Prior to the rollout of ECPrint, student printing was limited to four devices in the Cardinal Cushing Library. The number of devices in the Library has been upgraded to six, with 21 additional devices throughout the Administration Building, Wilkens Science Center, Jean Yawkey Center and the four residence halls. Students are able to print from any computer, including their personal computers, and release their print jobs by scanning their student IDs at a location convenient for them. While PaperCut indicates that nearly 50 percent of student printing is still done in the Library, the printers in the common areas of the residence halls are also seeing a lot of activity. Students are also able to print in color on a select number of machines.
The PaperCut system also offers data on when students are printing at the highest volume, allowing the IT department to gauge device traffic, as well as the best time to restock paper.

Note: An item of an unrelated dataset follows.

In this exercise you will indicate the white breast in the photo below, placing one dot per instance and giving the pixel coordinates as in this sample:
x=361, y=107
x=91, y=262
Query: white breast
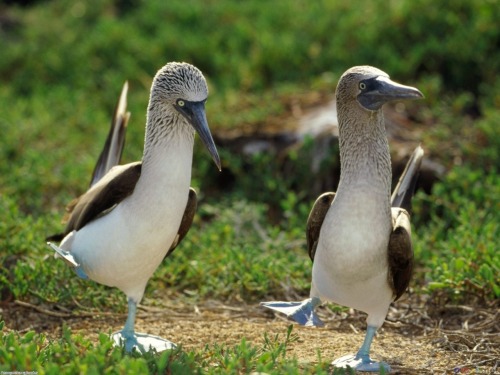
x=124, y=248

An added benefit of a more efficient printing system is the reduced impact on the environment.
"It's amazing, the cost and environmental benefits that come along just by doing things right," Osward said.
Each of the new devices allow for double-sided printing, with PaperCut encouraging the paper-saving option for any documents over nine pages. In the first three weeks, statistics showed that 62 percent of print jobs were being printed double sided, compared to just two or three percent previously. Additionally, in the first week, 5,491 pages were saved when students decided they didn't need to release them from the print queue. With the ECPrint system, unprinted jobs are deleted after 24 hours. Toshiba also offers the "Close the Loop" initiative, allowing for toner cartridges to be recycled into eLumber, a plastic "wood" that has similar characteristics and functions of hardwood.
The addition of a print quota for students (allowing for the most pages of any COF school, at the lowest cost) also makes students more mindful of what they are printing and on which device.
Phase two for faculty and staff will be implemented in the coming weeks, bringing the number of new devices on campus to 54.